@maxdancona,
maxdancona wrote:
You are waltzing around the obvious answer Matt. Rights are a human invention,
I didn't mean to waltz (or dance in any other fashion) around the answer. I thought that something similar was implied when I said:
MattDavis wrote:I believe that a right is a concept, not a concrete thing.
But to clarify,
I do agree that
rights are "inventions" in the sense that they can exist only in the minds of
moral agents.
So as far as I know rights may be an exclusively human invention.
However, I think that it is at least conceivable that if there are other moral agents (space aliens etc.), rights might exist also in their minds.
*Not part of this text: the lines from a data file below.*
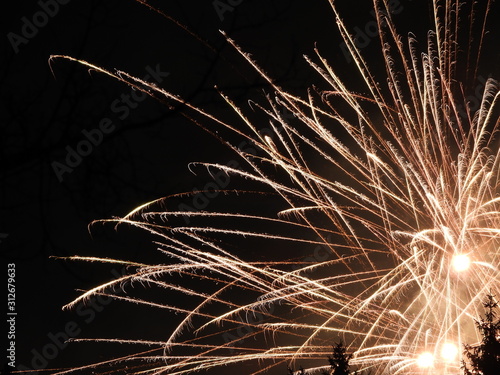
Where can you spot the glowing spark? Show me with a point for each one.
(461, 262)
(425, 360)
(412, 183)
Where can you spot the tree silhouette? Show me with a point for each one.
(339, 361)
(484, 359)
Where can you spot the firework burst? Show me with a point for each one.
(405, 206)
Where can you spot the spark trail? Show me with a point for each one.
(406, 202)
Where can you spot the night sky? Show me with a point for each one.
(141, 147)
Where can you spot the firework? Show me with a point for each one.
(404, 205)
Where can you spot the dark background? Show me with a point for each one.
(44, 107)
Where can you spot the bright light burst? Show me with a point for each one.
(406, 202)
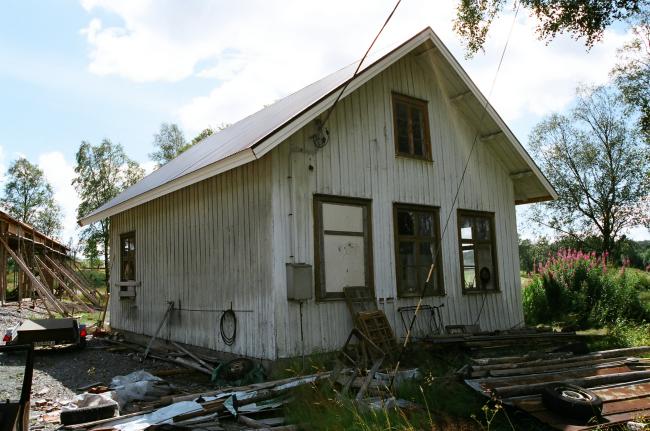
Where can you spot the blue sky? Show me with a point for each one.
(94, 69)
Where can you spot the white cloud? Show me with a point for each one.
(59, 173)
(3, 167)
(259, 51)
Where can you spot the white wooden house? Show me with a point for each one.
(216, 227)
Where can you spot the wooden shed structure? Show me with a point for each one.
(42, 268)
(272, 218)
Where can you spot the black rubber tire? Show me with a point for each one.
(236, 369)
(572, 401)
(87, 414)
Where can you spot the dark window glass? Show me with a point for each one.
(127, 256)
(402, 128)
(411, 127)
(477, 245)
(417, 239)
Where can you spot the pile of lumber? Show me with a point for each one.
(256, 406)
(619, 377)
(60, 287)
(171, 352)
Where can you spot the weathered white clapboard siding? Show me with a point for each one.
(204, 247)
(360, 161)
(228, 238)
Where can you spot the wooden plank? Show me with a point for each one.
(81, 288)
(42, 267)
(42, 290)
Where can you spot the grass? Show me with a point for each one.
(443, 402)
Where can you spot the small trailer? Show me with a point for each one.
(47, 332)
(14, 406)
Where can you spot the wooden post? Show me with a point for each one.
(3, 265)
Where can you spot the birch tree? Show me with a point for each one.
(29, 198)
(597, 161)
(103, 171)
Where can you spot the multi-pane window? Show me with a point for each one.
(417, 240)
(342, 245)
(411, 124)
(477, 251)
(127, 256)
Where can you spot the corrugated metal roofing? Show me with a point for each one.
(238, 141)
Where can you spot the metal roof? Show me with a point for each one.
(255, 135)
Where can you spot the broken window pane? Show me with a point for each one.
(344, 262)
(482, 226)
(417, 131)
(405, 223)
(342, 218)
(425, 224)
(409, 280)
(402, 129)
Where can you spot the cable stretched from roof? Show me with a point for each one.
(356, 72)
(453, 203)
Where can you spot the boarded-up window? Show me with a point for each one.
(411, 124)
(477, 245)
(343, 245)
(417, 238)
(127, 256)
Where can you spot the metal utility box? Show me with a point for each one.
(299, 282)
(126, 289)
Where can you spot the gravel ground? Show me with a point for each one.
(59, 372)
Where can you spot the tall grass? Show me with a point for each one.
(579, 288)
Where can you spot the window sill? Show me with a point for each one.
(409, 157)
(330, 299)
(479, 291)
(428, 295)
(128, 283)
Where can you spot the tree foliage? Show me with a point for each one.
(632, 72)
(169, 142)
(29, 197)
(102, 172)
(201, 136)
(579, 18)
(596, 160)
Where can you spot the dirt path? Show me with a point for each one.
(58, 373)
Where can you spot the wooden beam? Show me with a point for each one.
(458, 97)
(42, 290)
(72, 293)
(521, 174)
(82, 289)
(491, 136)
(3, 265)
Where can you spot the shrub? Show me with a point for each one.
(576, 286)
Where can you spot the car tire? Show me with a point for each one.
(87, 414)
(572, 401)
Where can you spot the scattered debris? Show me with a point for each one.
(568, 391)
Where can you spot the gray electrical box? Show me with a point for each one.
(299, 282)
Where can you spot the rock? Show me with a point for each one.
(52, 418)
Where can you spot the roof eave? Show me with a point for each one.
(230, 162)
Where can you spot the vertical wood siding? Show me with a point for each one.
(360, 161)
(204, 247)
(228, 238)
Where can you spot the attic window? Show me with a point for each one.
(127, 256)
(411, 126)
(477, 245)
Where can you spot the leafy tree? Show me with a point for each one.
(103, 171)
(29, 197)
(632, 73)
(580, 18)
(201, 136)
(595, 159)
(208, 131)
(169, 143)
maxdancona wrote:In places where there is a breakdown in social structure, rights disappear.
Do you mean that rights are no longer granted, or that the concept of rights disappears from the minds of all the people in the society?
maxdoncona wrote:First of all let me clarify the chimpanzee question. I was not asking about how humans should treat chimpanzees. I was talking about how male chimpanzees should treat female chimpanzees (when no humans are involved).
OK.
Your original question was asked in regards to "rights", so I framed my original answer in terms of a "rights" reference frame.
I think that
rights is a more effective concept when used to shape legal frameworks to guide ethical behavior.
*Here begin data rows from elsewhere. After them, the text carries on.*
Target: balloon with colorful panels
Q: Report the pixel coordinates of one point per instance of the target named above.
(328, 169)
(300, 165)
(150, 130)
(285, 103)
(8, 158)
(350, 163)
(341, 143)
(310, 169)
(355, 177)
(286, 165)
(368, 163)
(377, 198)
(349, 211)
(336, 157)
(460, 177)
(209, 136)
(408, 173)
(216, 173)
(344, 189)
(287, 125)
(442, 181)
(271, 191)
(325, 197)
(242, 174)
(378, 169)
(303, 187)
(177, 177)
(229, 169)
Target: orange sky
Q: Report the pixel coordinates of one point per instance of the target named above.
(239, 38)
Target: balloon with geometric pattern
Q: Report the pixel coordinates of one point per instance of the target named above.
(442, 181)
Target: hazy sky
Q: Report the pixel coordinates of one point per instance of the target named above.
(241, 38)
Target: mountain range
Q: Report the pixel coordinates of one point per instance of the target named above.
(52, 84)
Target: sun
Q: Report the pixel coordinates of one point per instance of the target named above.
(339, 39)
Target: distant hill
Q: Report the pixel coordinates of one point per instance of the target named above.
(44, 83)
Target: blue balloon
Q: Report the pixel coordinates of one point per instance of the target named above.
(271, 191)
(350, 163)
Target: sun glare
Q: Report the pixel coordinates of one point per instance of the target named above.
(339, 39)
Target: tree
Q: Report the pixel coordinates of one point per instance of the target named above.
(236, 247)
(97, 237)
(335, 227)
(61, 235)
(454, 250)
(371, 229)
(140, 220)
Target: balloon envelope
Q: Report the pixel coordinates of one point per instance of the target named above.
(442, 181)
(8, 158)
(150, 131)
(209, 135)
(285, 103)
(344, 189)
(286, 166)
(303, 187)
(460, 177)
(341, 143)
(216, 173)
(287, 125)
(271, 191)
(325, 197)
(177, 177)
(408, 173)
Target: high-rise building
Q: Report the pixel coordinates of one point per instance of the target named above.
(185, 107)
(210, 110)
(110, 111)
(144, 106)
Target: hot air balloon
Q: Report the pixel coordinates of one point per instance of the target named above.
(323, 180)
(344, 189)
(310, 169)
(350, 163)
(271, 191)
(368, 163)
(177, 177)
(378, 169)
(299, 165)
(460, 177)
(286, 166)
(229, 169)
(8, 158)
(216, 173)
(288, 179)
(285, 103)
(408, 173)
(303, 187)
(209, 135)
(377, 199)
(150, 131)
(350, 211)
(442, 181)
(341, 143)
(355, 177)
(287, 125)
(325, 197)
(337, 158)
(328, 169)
I don't actually find the "rights" reference frame a very effective way of describing ethical behavior in the abstract.
(Since your new question doesn't require it of me, I'll abandon the restriction.
)
I hold that the "who" that is obligated to behave ethically is a
moral agent.
Moral agents are simply those capable of ethical behavior.
Some necessary capacities for
moral agency:
Autonomy, being capable of directing one's own actions.
Intelligence/Empathy, understanding the consequences
that one's behavior has on another being.
Additionally, I think that the standards of behavior change in relation to a
moral agent's capacities. (Sort of along the lines that "with great power comes great responsibility"). Having more autonomy creates more possible choices from which to decide upon a course of action. Having a greater understanding of the consequences of behavior creates a greater burden in having to think more deeply and over a longer time frame about those consequences to decide upon a course of action.
So
finally with regards to how male chimps treat female chimps:
Male chimps are very violent (25% die at the hands of other chimps), and rape is prevalent.* This is very disturbing, but to qualify as unethical I need to establish what a chimp's capacity as a
moral agent is. I do believe that they have at least some capacity in this regard. They definitely are autonomous. It has been seen on MRI that they have the same "mirror neurons" that humans use for imagining the perspectives of others, and behavioral studies suggest that they are capable of empathy and a fairly sophisticated capacity to understand consequences.
So
YES I think that such examples of chimp behavior are unethical.
I would also like to point out:
Anthropologic studies* have demonstrated that for human "primitive" tribal cultures both prehistoric and contemporary, 25% of males also die at the hands of other males and rape is also prevalent.
Studies are cited and listed in
Demonic Males: Apes and the Origins of Human Violence by Dale Peterson and, Richard Wrangham.